So now I have already made some breathing room for myself. Do you feel it? Right away it puts you more in touch with your own innate goodness. Right away you are beginning to clean out your psychic field. Aaahhh…
I find the last part of this definition of judgment to be quite wondrous. This thought form that is attached to me is held in place by emotional material. Wow! What does that even mean? It sounds like a key to unlocking and releasing a judgment. Could that be?
Yes. That CAN be. Next, I’m invited to explore the idea that some emotional complex of MINE is what is holding this judgment in place in me. In other words, some “pre-existing condition” in my emotional body is being activated, triggered. I think this is an earth shaking revelation to contemplate. To think that my own suppressed emotional material has that kind of force. To think that I can perhaps free myself of this addiction to judgment by understanding how it works, what gives it its power.
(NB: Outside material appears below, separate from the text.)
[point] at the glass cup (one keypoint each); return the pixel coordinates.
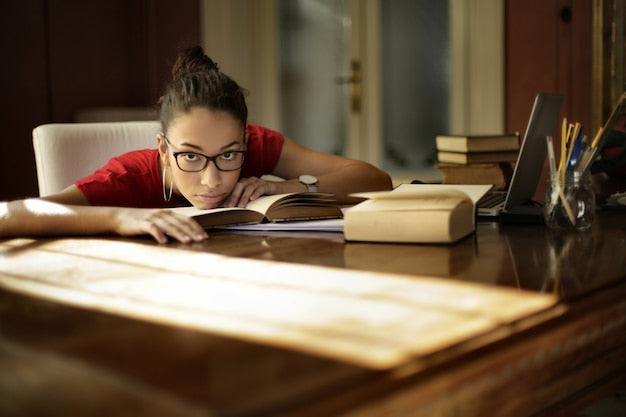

And to think of the possibility of lifting this emotional material, dissolving it, resolving it, moving it, transforming it. This is an awesome possibility.
I’ll end this installment here and continue this subject in the next. I invite you to tinker with these ideas if they interest you. You have nothing to lose and possibly much to gain. You might choose for starters some sticky judgment that’s been adhered to you for years. Not a big monumental one, but one of slightly less importance and intensity. Look at that judgment in the light of this definition and see what you discover. This will be an adventure of the psyche. I wish you a good trip.